There’s no such term “writing” as far as I’ve ever heard. The sponsor is the Member of Congress primarily responsible for bringing the bill, resolution, or amendment to the House or Senate. Bills and resolutions can have any number of “co-sponsors”, but just one sponsor.
It’s another question entirely of who actually took pen to paper to write the text of the bill, of course. My impression is that Members rarely if ever actually write bills themselves. They have staffs as well as help from the House and Senate Offices of Legislative Counsel who specialize in turning ideas into legalese. They also get help from lobbyists — but this may not always be so bad considering that who better to write a law about something than someone who is professionally employed to know the legal issue in and out?
Here’s another question:
After a bill is introduced, how is it decided which bills will be debated on the floor and subsequently voted on?
If the bill is scheduled for debate does that ensure it will be voted on in this session of Congress?
This is determined primarily by majority party leadership. First, bills must be “reported out” of committee, and this (probably) requires the support of the chair of the committee, which is always a member of the majority party. Once out of committee, the Speaker of the House (currently Nancy Pelosi) or the Majority Leader in the Senate (currently Harry Reid, both Democrats of course) mostly determine the order in which bills are taken up for votes. In the House, the Rules Committee is also responsible for setting the order of business: essentially creating a special House rule for each item on the list of pending bills that it allows to be considered. The chair of that committee is Louise Slaughter.

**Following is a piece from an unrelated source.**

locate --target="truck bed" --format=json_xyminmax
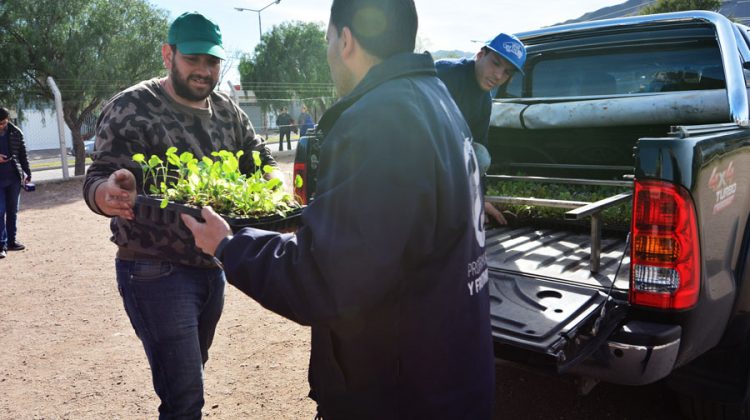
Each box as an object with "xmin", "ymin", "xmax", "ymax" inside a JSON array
[{"xmin": 486, "ymin": 226, "xmax": 631, "ymax": 290}]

Nothing guarantees that a bill ever comes up for debate or vote. This process is largely unpredictable (unless you work in the Capitol). To us on the outside, we have no idea what is going to come up until it happens (or perhaps a week before if you follow the Whip notices).
The status line on this site “Scheduled for Debate” was really a misnomer. That was listed for bills that were reported by committee or added to a “calendar of business” but neither had much of a relation to when bills actually get consideration. I am revising that now.